The Flexitarian Diet
“Flexitarian is a marriage of two words: flexible and vegetarian. The term was coined more than a decade ago, and in her 2009 book, “The Flexitarian Diet: The Mostly Vegetarian Way to Lose Weight, Be Healthier, Prevent Disease and Add Years to Your Life,” registered dietitian Dawn Jackson Blatner says you don’t have to eliminate meat completely to reap the health benefits associated with vegetarianism – you can be a vegetarian most of the time, but still chow down on a burger or steak when the urge hits.
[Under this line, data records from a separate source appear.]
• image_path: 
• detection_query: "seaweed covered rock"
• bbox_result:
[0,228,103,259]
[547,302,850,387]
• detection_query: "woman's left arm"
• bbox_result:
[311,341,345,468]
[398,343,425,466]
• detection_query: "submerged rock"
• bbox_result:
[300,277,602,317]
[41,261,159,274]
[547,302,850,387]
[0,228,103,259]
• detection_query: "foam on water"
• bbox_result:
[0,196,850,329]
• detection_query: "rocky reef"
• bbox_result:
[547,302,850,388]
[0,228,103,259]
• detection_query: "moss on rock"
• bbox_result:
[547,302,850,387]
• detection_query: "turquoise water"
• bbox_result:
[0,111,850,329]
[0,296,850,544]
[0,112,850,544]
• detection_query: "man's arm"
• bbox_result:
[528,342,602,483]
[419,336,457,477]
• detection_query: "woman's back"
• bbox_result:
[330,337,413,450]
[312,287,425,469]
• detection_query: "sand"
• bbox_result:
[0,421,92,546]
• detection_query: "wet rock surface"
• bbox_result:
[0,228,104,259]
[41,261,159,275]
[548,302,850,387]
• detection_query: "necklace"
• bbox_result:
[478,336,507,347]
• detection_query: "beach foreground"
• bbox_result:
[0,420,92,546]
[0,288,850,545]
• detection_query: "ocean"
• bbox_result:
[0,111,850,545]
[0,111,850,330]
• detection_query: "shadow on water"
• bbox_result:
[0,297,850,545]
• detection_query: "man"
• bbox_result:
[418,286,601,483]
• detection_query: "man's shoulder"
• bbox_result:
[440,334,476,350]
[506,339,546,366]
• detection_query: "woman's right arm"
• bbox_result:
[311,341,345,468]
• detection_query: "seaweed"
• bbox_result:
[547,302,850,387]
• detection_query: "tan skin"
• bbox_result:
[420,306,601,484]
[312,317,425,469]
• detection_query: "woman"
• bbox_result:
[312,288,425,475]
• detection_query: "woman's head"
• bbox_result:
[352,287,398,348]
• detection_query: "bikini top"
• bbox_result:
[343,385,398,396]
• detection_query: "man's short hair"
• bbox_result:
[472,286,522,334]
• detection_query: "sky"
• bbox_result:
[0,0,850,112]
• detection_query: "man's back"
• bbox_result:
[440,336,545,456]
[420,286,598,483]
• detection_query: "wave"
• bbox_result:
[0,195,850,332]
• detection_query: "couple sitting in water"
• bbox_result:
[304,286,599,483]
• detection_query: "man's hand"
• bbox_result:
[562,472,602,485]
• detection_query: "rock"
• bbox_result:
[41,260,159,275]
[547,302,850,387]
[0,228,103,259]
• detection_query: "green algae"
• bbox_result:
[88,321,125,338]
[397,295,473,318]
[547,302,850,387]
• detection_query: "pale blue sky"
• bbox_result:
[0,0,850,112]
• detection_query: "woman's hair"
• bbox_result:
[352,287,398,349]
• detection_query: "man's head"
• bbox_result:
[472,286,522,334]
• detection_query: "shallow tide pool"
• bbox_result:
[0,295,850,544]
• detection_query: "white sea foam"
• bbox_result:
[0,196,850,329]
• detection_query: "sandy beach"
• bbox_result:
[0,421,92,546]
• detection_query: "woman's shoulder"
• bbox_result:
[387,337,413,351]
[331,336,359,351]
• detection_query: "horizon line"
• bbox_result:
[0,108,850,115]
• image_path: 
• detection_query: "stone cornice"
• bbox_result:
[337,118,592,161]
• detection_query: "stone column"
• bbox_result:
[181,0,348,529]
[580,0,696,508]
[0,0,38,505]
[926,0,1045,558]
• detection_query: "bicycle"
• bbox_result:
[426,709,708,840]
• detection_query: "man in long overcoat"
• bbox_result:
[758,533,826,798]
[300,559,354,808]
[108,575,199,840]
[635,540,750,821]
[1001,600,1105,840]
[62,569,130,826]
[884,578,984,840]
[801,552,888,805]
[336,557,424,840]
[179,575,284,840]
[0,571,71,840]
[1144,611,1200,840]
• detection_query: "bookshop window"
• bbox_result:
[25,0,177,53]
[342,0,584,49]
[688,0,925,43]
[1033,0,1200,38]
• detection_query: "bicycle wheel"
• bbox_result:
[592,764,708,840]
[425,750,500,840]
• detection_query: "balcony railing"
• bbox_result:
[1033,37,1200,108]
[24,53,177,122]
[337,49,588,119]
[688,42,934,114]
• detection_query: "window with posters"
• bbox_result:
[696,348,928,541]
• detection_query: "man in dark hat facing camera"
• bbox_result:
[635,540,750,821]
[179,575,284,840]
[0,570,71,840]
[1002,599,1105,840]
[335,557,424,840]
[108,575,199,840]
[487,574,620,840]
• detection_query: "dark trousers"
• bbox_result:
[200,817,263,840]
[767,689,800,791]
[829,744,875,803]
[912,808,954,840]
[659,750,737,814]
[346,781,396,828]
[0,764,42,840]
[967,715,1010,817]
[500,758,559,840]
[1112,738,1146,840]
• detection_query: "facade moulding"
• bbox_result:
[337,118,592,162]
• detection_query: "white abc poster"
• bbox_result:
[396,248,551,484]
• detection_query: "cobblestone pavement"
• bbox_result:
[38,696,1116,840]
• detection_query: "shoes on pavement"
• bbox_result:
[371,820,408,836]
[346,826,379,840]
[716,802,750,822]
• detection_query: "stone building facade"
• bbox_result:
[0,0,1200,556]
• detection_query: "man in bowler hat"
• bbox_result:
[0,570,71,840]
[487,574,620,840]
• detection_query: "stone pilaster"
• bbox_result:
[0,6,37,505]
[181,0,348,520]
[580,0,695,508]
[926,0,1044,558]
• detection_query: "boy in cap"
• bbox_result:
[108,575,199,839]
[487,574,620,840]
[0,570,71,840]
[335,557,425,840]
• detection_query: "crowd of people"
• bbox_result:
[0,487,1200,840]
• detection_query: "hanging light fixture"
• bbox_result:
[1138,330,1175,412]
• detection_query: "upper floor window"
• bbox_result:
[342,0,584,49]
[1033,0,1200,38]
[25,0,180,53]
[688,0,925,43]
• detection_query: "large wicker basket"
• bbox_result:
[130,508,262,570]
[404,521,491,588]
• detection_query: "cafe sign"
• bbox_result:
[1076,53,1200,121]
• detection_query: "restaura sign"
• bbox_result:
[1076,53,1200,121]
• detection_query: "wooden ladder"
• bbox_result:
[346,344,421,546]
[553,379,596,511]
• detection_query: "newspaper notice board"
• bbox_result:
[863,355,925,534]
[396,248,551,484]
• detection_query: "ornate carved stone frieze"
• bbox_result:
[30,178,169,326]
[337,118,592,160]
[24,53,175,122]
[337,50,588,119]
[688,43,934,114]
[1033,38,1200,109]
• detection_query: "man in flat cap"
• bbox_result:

By eating more plants and less meat, it’s suggested that adherents to the diet will not only lose weight but can improve their overall health, lowering their rate of heart disease, diabetes and cancer, and live longer as a result.”

The WW (Weight Watchers) Diet
“Although still used to shed pounds, WW (formerly Weight Watchers) is also focused on inspiring healthy living and improving overall well-being. That includes taking a holistic approach to help members eat healthier and move more. Its new myWW program, launched in late 2019, is its most customized and flexible program yet. The program builds on WW’s SmartPoints system, which assigns every food and beverage a point value, based on its nutrition, and leverages details about food preferences and lifestyle to match each member to one of three comprehensive ways to follow the program. A backbone of the plan is multi-model access (via in-person workshops, online chat or phone) to support from people who lost weight using WW, kept it off and have been trained in behavioral weight management techniques.”

The Mayo Clinic Diet
“Weight loss and a healthier lifestyle go hand in hand on the Mayo Clinic Diet. You recalibrate your eating habits, breaking bad ones and replacing them with good ones with the help of the Mayo Clinic’s unique food pyramid. The pyramid emphasizes fruits, veggies and whole grains. In general, these foods have low energy density, meaning you can eat more but take in fewer calories. Think of it this way: For about the same amount of calories you could have a quarter of a Snickersbar or about 2 cups of broccoli. By sticking with the Mayo Clinic Diet, you’re expected to shed 6 to 10 pounds in two weeks and continue losing 1 to 2 pounds weekly until you’ve hit your goal weight. In 2013, Mayo Clinic published “The Mayo Clinic Diabetes Diet,” which our experts did not evaluate. A new edition of this book was published in early 2019. This spin on the standard eating plan is designed for people with prediabetes and Type 2 diabetes, and its advice is specific to lowering blood sugar and keeping levels stable.”